Personal Effects Coverage provides insurance protection for the theft of items in your car. If you have a homeowners or renters insurance policy that includes off-premises theft coverage, you are generally covered for theft of your belongings away from home, minus the deductible. If you purchase this coverage through the rental car company, it generally costs between $1 and $4 a day.

If you frequently travel with expensive items such as jewelry, cameras, musical equipment or sports equipment, it may be more cost-effective to purchase a personal articles floater under your homeowners or renters insurance policy. With such a floater, your valuable items are protected at home as well as while traveling anywhere in the world and the coverage is broader.

  • Other Things to Consider

States have minimum age requirements for renting a car and most major rental car companies refuse to rent a car to someone who is under 21 and in some cases under 25. In addition, some rental car companies now investigate your driving record and/or credit history so check with the rental car company before picking up the car.

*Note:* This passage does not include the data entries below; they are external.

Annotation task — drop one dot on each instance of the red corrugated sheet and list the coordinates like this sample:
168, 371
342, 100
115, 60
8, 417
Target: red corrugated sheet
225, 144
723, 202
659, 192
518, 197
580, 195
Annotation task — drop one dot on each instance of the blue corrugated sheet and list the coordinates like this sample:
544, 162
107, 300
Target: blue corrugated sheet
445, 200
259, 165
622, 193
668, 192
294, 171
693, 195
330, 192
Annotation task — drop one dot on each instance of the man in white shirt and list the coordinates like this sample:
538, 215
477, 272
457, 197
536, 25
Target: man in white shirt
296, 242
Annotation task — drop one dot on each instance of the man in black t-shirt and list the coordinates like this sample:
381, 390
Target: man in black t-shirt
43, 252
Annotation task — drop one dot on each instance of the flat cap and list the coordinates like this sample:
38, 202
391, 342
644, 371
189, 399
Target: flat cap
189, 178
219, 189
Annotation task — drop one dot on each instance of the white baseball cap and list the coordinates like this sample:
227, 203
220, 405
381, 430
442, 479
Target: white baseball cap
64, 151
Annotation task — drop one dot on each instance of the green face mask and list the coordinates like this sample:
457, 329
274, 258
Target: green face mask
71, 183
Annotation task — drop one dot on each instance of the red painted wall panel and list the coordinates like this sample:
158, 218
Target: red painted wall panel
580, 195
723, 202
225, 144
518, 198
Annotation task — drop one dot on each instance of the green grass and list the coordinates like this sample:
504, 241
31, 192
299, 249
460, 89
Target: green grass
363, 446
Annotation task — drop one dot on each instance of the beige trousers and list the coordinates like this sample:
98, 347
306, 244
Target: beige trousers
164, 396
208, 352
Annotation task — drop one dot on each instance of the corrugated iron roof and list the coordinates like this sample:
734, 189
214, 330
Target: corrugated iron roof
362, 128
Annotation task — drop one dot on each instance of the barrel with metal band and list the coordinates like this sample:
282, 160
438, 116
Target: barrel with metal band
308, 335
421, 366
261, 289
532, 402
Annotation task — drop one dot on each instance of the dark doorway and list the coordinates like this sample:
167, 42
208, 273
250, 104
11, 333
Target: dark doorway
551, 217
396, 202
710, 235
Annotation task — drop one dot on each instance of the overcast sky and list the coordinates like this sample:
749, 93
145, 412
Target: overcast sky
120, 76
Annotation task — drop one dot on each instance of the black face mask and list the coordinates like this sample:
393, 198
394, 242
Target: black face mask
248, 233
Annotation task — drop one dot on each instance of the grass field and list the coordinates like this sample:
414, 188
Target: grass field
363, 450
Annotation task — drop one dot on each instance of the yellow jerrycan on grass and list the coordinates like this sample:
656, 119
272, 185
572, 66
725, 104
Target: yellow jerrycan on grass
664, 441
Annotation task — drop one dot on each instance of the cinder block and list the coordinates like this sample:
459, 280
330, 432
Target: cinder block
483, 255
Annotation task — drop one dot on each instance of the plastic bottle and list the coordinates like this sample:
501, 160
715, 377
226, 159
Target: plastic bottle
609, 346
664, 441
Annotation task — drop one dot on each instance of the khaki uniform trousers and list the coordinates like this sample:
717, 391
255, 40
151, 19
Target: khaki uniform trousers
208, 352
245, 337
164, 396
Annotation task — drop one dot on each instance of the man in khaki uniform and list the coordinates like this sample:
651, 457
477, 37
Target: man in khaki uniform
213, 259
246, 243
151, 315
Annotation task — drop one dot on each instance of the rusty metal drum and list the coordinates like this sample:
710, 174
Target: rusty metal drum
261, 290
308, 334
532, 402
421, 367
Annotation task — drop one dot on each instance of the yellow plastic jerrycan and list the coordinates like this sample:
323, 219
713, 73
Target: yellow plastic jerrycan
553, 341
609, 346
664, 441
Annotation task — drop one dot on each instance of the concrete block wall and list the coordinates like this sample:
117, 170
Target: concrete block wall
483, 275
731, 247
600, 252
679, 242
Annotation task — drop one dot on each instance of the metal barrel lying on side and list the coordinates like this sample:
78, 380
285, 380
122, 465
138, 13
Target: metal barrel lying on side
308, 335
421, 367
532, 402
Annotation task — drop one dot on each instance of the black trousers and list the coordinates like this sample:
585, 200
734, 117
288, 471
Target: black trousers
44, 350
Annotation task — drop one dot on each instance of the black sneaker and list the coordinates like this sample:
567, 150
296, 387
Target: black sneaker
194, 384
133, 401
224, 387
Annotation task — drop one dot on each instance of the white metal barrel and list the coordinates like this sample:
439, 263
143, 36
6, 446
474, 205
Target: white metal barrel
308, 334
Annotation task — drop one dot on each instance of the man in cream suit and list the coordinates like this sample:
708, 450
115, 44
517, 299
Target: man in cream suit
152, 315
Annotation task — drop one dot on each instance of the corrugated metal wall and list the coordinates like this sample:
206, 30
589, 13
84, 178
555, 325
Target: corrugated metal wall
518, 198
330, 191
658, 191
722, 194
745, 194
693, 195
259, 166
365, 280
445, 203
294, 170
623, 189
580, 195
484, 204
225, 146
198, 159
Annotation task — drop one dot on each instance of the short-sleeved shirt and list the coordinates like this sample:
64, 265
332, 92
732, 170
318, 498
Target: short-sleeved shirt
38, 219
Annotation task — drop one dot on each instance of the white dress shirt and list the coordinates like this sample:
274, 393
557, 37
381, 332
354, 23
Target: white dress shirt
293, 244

If you are planning to rent a car abroad, contact both your insurance agent and travel agent to find out what you need to do to be properly insured. Those driving a rental car from the U.S. into Mexico may find it progressively more difficult to rent a car as U.S. rental car companies are increasingly concerned about the rising crime rates in that country. The minimum required insurance coverage to drive in Mexico is civil liability insurance which covers you in case you cause injury or damage. Your American liability insurance is not valid in Mexico for bodily injury, though some American insurance policies will cover you for physical damage—check with your agent or insurance company representative. You can also buy Mexican car insurance in several American border towns; there are generally several storefronts selling Mexican car insurance near the border.

Note: If you’re renting a car abroad, you may need an international drivers license.